The University and College Union said Oxford’s decision to bring back MBA students as one of nine courses was evidence of the university prioritising its finances over the health and safety of students and staff.

“Permitting ​the premature return of high fee paying, non-practical courses at the potential expense of health and safety is a clear breach of the spirit of government recommendations and shows that the decision is income driven not educational,” said the UCU’s general secretary, Jo Grady.

An email from the Saïd business school management, seen by the Guardian, said the university’s approval for MBA face-to-face teaching was “progress towards the more normal operation of the school”.

The memo also said the school would reopen its study spaces for students on other courses from Monday, including for those studying for purely research degrees such as doctorates, and that catering facilities would be open.

A spokesperson for the University of Oxford said: “In accordance with government guidelines, nine taught postgraduate courses which have a practical element or are practice-based will resume in-person teaching from Monday 8 March. These include the MBA, which is an applied programme with substantial practical elements to each module, particularly at this stage of the academic year.

“The university will continue its Covid-secure arrangements to ensure in-person teaching can take place safely, which have been in place since the start of the academic year and have successfully helped contain the virus and prevent further transmission. Those students returning to Oxford will be expected to take two Covid-19 tests on arrival, to wear face coverings where appropriate and to abide by safety measures.”

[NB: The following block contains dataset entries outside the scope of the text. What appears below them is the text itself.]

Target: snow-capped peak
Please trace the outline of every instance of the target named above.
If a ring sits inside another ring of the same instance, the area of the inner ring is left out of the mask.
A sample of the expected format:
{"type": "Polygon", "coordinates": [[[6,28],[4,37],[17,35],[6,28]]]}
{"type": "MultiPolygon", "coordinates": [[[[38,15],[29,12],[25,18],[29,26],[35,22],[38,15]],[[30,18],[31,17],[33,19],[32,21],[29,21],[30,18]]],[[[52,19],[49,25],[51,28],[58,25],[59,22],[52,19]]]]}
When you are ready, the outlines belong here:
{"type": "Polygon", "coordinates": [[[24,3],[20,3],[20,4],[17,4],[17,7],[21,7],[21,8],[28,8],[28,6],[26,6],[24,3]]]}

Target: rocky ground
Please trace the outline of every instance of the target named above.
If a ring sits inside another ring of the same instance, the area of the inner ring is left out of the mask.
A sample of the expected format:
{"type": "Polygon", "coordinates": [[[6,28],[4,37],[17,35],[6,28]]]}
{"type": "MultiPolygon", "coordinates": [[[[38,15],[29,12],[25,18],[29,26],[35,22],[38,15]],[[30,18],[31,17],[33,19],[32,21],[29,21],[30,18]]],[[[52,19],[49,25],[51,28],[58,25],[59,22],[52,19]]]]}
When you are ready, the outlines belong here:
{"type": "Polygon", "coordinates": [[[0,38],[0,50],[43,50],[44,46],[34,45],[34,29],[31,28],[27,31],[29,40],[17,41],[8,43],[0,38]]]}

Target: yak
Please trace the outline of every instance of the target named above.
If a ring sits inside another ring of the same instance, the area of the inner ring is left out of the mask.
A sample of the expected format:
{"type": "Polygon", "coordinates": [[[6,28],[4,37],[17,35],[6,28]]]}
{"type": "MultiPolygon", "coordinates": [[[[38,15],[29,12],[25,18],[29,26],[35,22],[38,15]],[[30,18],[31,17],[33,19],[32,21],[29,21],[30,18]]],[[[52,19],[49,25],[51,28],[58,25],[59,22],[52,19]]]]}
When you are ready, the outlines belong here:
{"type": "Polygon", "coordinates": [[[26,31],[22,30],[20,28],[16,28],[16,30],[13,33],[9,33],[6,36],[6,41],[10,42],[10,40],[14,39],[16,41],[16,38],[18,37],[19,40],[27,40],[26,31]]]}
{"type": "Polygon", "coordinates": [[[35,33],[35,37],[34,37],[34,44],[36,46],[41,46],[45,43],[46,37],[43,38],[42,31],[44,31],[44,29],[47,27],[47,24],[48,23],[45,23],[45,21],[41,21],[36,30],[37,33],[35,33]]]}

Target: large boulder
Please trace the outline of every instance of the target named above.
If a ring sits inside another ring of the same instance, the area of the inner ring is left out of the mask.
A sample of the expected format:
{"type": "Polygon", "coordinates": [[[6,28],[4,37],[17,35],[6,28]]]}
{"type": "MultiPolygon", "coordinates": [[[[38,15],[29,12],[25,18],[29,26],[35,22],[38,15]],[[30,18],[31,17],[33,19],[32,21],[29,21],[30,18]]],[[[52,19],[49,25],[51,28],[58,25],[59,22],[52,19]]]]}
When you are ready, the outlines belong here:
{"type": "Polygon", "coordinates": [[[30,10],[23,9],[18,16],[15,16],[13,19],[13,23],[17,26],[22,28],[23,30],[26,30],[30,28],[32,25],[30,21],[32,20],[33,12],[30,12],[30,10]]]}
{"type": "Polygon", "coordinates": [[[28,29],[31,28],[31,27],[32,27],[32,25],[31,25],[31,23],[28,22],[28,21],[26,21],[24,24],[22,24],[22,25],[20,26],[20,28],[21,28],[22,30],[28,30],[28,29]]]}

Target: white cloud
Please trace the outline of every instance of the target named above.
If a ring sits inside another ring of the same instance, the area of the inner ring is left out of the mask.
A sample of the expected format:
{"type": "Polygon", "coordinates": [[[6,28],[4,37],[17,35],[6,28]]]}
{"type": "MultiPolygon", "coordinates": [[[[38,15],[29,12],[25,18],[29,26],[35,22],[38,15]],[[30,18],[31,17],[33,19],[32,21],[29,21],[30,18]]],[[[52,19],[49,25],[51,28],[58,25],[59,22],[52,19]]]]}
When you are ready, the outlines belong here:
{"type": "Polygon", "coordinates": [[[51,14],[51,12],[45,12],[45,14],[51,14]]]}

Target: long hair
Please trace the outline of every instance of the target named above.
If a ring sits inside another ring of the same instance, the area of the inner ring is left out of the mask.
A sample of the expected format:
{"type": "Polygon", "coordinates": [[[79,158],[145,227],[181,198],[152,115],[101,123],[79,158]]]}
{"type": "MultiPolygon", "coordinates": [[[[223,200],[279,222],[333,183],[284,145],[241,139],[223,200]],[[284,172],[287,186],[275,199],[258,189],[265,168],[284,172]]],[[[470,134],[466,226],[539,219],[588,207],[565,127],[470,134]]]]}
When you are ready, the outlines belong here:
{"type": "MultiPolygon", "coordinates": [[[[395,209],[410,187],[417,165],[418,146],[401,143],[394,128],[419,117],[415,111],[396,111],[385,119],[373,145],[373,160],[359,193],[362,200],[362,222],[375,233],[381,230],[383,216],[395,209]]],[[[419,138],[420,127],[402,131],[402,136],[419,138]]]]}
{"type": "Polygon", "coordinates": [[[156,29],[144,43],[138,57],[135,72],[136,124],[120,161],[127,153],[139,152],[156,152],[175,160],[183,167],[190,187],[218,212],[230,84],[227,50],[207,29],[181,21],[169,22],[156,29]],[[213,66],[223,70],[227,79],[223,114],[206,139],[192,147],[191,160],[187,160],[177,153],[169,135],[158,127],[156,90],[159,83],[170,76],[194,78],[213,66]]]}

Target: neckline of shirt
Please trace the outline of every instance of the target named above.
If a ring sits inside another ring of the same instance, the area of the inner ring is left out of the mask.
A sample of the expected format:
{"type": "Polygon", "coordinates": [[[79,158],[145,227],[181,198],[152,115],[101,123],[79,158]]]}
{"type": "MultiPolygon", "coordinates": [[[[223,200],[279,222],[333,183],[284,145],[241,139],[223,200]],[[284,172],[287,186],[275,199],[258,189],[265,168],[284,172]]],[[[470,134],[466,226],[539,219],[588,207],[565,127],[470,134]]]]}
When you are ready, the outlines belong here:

A member of staff said he understood that many MBA students had written directly to the vice-chancellor to demand in-person learning. At a virtual school meeting last week staff were told the decision to reopen the business school was taken by the university’s leadership, the staff member said.

MBA courses offer an advanced business qualification for professionals with management experience, and some universities such as Warwick and Durham deliver their courses entirely online. The Saïd business school website says its MBA qualification equips students with skills in leadership, conflict management, strategy building and negotiation.